Babylon a.d.

Par Rob Gordon
Il y a quelques années, Mathieu Kassovitz faisait le fier, affirmant que réaliser des films de commande comme le navet Gothika n'était qu'un moyen d'accélérer son accession à des projets plus personnels et donc plus intéressants. Cinq ans donc que l'on attendait son adaptation du passionnant roman du controversé Dantec, Babylon babies, un truc insensé et supracomplexe, capable de vous dévorer de l'intérieur. Cinq ans. Et à l'arrivée, un improbable bidule, cousin bâtard du Cinquième élément, de quelques James Bond et des romans de Jean-Christophe Grangé. Dédantecquisé à l'extrême, le matériau de départ n'est plus reconnaissable qu'à son squelette, une maigre histoire de mercenaire engagé pour protéger et convoyer une jeune femme plus pure que la pureté elle-même. Il y aura des lance-roquettes, des poursuites en scooter des neiges, de combats à mains nues, et si tout cela est bien dans le roman, ce n'est tout de même pas le plus intéressant. Politique, religion, drogue : tout ce qui aurait pu faire de Babylon A.D. un film un peu âpre a été savamment gommé par un Kassovitz complètement absent, qui devrait peut-être fumer un peu moins de pétards. Tout n'est pas bon à prendre chez le douteux Dantec, mais tout n'est pas à jeter...
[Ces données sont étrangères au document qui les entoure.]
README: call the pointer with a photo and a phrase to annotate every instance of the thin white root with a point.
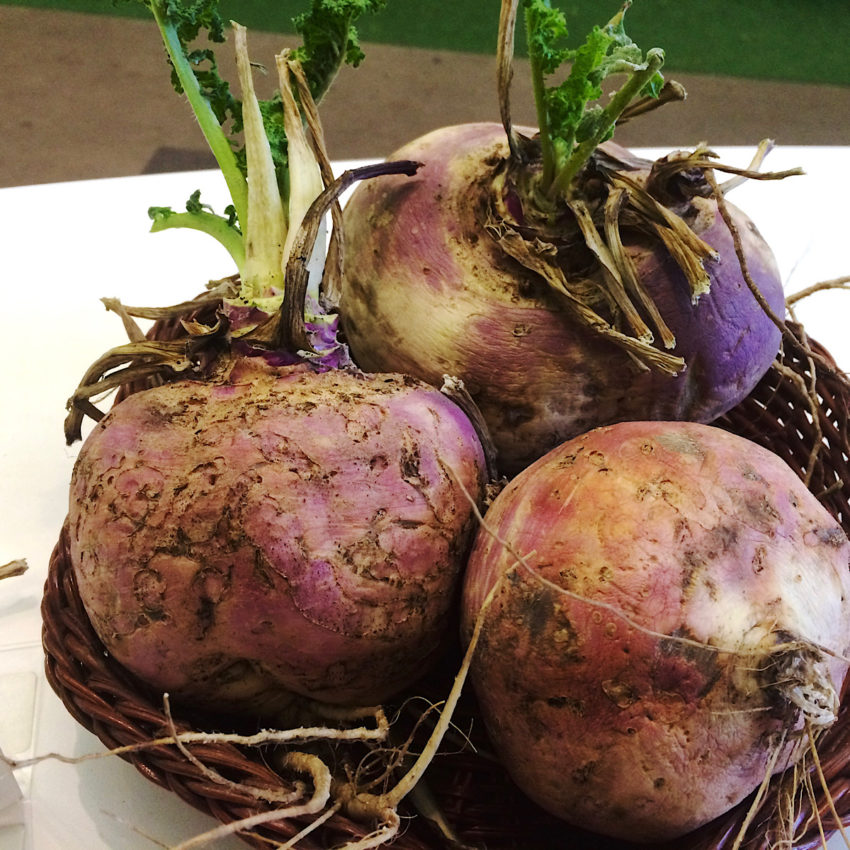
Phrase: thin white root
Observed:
(301, 762)
(14, 568)
(325, 816)
(759, 797)
(215, 776)
(825, 785)
(384, 833)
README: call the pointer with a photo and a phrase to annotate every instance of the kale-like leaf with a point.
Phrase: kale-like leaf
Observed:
(572, 121)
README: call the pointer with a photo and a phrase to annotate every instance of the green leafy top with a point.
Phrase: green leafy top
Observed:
(329, 41)
(572, 123)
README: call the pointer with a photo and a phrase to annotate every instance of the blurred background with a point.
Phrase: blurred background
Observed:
(85, 90)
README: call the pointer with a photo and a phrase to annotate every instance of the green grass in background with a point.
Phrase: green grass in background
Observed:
(795, 40)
Le pire, c'est que Babylon A.D. n'est même pas un bon film d'action, ruiné par une mise en scène hétérogène et incohérente ainsi que par des effets spéciaux d'une rare pauvreté. Lorsqu'une séquence parvient à séduire, c'est pour mieux être écrasée par les cinq suivantes. Bruyant et bigarré comme un clip de world music bulgare, le film est un affront à la notion de bon goût. Et en dépit d'un Vin Diesel correct bien qu'il ne soit absolument pas fait pour ce rôle, le film sombre irrémédiablement, recevant régulièrement des coups de bambou avec les apparitions calamiteuses de Lambert Wilson, Charlotte Rampling ou encore Gégé Depardieu.
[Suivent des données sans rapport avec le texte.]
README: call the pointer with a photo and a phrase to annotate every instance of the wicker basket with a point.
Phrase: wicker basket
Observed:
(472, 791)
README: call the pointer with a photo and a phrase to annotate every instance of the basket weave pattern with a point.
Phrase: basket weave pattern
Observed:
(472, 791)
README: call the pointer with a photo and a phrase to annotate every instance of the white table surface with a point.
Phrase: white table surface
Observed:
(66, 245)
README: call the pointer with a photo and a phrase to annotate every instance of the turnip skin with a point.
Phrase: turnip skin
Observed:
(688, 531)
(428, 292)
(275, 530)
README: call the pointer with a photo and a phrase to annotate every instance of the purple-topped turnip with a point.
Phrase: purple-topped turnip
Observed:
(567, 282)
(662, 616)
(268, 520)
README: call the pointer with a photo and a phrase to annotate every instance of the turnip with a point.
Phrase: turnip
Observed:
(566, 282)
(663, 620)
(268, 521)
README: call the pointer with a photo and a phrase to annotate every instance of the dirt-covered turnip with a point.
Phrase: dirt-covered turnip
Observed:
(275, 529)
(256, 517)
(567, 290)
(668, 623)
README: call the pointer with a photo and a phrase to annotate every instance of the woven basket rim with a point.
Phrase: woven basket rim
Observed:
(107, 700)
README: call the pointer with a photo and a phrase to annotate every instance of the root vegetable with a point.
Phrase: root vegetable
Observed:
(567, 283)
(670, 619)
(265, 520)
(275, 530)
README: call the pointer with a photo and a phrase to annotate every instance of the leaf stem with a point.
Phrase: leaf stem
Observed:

Il n'y a guère plus à dire, puisque la peine prime sur la colère. Voilà une bonne dizaine d'années que Kassovitz est considéré comme le grand espoir du cinéma français. Seulement voilà : le monsieur a désormais 41 ans, c'est un peu le Mehdi Baala de la caméra, qui foire progressivement sa carrière à force de manquer de cervelle et de discernement. Tout ce talent qui part en fumée, c'est assez agaçant. Et l'on entend déjà Kasso dire que bon, celui-là n'était qu'un galop d'essai, et que le prochain sera le bon, encore plus énorme et ambitieux. Bizarrement, on n'a plus envie d'y croire.